Spesa totale: tutto incluso, dai voli ai fazzoletti di carta 2.000 euro precisi a testa.

Voli Milano Jakarta A/R + assicurazione sanitaria Expedia: Etihad 746 euro a testa

Volo Jakarta Manado: Garuda 97 euro a testa

Volo Manado Makassar: Air Asia 93 euro a testa

Volo Makassar Jakarta: Garuda 114 euro a testa

Vale la pena sottolineare che la rupia da fine estate e nel corso dell’autunno ha perso tantissimo sull’euro rispetto ad agosto, considerate sulle stesse cifre un bel 20% in meno al momento in cui scrivo

JAKARTA

Arriviamo a Jakarta dopo due scali e 20 ore di viaggio la mattina all’alba. Il tempo già butta male e sul taxi inizia a piovere a dirotto. Il taxi è rigorosamente Blue Bird, come raccomandato dalle guide e dagli altri viaggiatori, e anch’io posso confermare che è una compagnia affidabile, senza contare che ha taxi praticamente ovunque. Arriviamo alla guesthouse Six Degrees ma visto che la camera si libererà solo nel pomeriggio ci facciamo un caffè, ci riposiamo un po’ e al termine dell’acquazzone andiamo alla scoperta della città. Che effettivamente ha confermato le aspettative di città invivibile e alquanto brutta, assediata da un traffico inimmaginabile. A mio avviso da vedere c’è veramente poco: merita il Museo Nazionale con una collezione enorme proveniente da tutte le isole dell’arcipelago, mentre la zona storica-coloniale Kota non è nulla di speciale. Restaurata solo in parte, non merita una sosta in città. Ma tant’è… ce la giriamo un po’, è domenica e tutti sono in giro a passeggio. Accanto alla stazione di Kota, monumento risalente anch’esso al periodo coloniale, si affollano banchetti che vendono cibo e merce da poco. Tutto è molto sporco e misero, i marciapiedi pieni di buche e sono felice di essermi tenuta ai piedi le scarpe da trekking. Prossimi al collasso, torniamo alla GH e ne usciamo verso le 22 – è già buio da tre ore – per mangiare un boccone. La zona in cui siamo – Jalan Cikini Raya – è vicina all’università e per strada girano molti ragazzi. Vicino c’è anche un centro culturale chiamato TIM con intrattenimento e posti dove mangiare ma a quest’ora sta chiudendo. A locali abbastanza chic, pieni di 20-30enni con iPad, si alternano immondezzai a cielo aperto; 200 metri in giù c’è la stazione con la gente, incluse donne e bambini, che dorme sui gradini, ma nella via perpendicolare ci sono molte ville di lusso con ringhiere altissime e telecamere.

Il giorno dopo ci svegliamo con grandissima calma e in attesa di riprendere l’aereo per Manado andiamo a rinfrescarci nel più lussuoso centro commerciale della città, Plaza Indonesia.
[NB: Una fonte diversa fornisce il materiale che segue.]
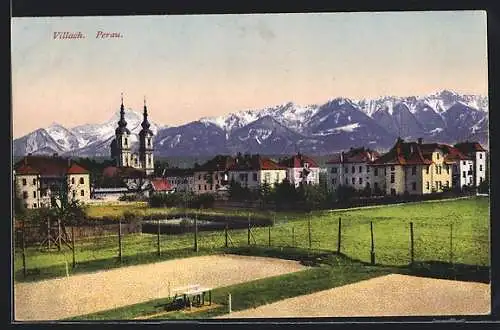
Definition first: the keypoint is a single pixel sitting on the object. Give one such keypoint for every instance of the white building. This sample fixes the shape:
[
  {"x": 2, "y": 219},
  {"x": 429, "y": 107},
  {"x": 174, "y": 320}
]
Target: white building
[{"x": 301, "y": 169}]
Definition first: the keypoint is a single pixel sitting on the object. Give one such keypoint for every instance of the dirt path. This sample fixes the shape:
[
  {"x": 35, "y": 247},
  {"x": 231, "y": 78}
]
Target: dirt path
[
  {"x": 391, "y": 295},
  {"x": 87, "y": 293}
]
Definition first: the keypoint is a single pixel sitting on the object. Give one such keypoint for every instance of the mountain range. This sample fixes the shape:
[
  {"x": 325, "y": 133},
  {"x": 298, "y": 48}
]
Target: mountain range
[{"x": 318, "y": 129}]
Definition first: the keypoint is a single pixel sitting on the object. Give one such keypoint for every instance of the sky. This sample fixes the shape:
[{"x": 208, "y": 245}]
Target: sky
[{"x": 193, "y": 66}]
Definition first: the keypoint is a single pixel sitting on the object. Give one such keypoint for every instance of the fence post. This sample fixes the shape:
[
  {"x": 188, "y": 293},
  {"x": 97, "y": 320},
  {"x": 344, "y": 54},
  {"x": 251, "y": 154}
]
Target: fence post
[
  {"x": 23, "y": 243},
  {"x": 196, "y": 232},
  {"x": 225, "y": 232},
  {"x": 73, "y": 244},
  {"x": 412, "y": 247},
  {"x": 339, "y": 235},
  {"x": 120, "y": 239},
  {"x": 248, "y": 229},
  {"x": 309, "y": 230},
  {"x": 451, "y": 243},
  {"x": 158, "y": 239},
  {"x": 372, "y": 252}
]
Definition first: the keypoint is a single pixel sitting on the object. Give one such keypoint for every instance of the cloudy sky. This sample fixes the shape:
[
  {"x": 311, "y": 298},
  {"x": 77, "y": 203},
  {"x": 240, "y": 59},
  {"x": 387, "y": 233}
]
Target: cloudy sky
[{"x": 207, "y": 65}]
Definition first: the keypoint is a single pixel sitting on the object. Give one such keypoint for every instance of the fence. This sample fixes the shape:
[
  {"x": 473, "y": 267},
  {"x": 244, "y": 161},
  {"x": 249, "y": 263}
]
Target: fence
[{"x": 385, "y": 242}]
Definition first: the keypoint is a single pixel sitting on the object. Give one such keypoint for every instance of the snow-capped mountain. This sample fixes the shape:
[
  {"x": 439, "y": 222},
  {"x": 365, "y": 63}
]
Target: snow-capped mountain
[{"x": 338, "y": 124}]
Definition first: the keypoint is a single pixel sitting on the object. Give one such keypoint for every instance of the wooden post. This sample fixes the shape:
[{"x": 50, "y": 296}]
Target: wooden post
[
  {"x": 309, "y": 229},
  {"x": 196, "y": 232},
  {"x": 120, "y": 240},
  {"x": 412, "y": 247},
  {"x": 372, "y": 252},
  {"x": 225, "y": 232},
  {"x": 158, "y": 239},
  {"x": 451, "y": 243},
  {"x": 23, "y": 243},
  {"x": 339, "y": 235},
  {"x": 248, "y": 229},
  {"x": 73, "y": 244}
]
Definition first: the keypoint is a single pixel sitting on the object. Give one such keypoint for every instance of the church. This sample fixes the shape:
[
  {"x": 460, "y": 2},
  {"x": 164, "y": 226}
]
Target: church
[{"x": 127, "y": 154}]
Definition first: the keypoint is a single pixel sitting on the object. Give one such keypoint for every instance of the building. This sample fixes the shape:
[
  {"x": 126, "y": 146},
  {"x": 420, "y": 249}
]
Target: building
[
  {"x": 212, "y": 176},
  {"x": 301, "y": 169},
  {"x": 125, "y": 153},
  {"x": 413, "y": 168},
  {"x": 39, "y": 178},
  {"x": 478, "y": 154},
  {"x": 351, "y": 168},
  {"x": 182, "y": 180},
  {"x": 253, "y": 171}
]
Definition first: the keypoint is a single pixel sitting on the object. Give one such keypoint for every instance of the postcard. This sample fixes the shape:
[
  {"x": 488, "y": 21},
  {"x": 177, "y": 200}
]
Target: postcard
[{"x": 246, "y": 166}]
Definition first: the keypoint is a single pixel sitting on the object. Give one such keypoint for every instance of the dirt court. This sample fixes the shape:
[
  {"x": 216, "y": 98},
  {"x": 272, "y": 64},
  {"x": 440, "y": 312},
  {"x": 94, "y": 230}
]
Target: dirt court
[
  {"x": 87, "y": 293},
  {"x": 390, "y": 295}
]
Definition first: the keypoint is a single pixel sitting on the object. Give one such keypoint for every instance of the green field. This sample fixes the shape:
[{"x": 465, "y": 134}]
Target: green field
[{"x": 456, "y": 230}]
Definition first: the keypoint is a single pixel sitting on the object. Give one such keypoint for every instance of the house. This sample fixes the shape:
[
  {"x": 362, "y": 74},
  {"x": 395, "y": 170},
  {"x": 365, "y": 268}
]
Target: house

Questa città pare non abbia mezze misure e inquietano (e in parte rassicurano) le misure di sicurezza contro possibili attentati, che in un passato nemmeno troppo lontano non sono mancati. Arrivando con il taxi ogni auto viene controllata ai metal detector, sia dentro che sotto attraverso specchi. Tanto che con un certo sollievo ci dirigiamo in aeroporto, con larghissimo anticipo a causa del traffico: 40 minuti solo per percorrere i 2 km tra il Plaza Indonesia e la guest house, e poi via – in coda – verso l’autostrada. Dai che da domani le vacanze iniziano sul serio!

BANGKA

Arriviamo a Manado che è sera tardi e dormiamo in una guets house in città (Grace Inn Hotel), ma tra andare e tornare avremmo fatto meglio a pernottare vicino all’aeroporto. L’indomani abbiamo appuntamento con un taxi che ci porterà al porticciolo di Likupang e quindi all’isola di Bangka, dove sorge il resort Coral Eye, gestito da due ragazzi italiani che da biologi marini si sono reinventati una nuova professione. Nel migliore dei modi, perché il posto è favoloso in ogni senso: molto semplice e accogliente, tuttavia appaga anche la vista con un design curato e pulizia minuziosa e il gusto con un’ottima cucina italo-indonesiana (dove vi capita di sentir gridare ‘A tavolaaaa!!!’ al di là della linea di Wallace..). Oltre ai turisti quasi tutti italiani, e casualmente quasi tutti di Milano, come noi – forza del passaparola – vengono ospitati anche ricercatori di biologia marina sia italiani che stranieri visto che insieme al resort hanno messo in piedi anche un laboratorio per progetti di studio sui pesci e coralli. Insomma, questo è un posto speciale.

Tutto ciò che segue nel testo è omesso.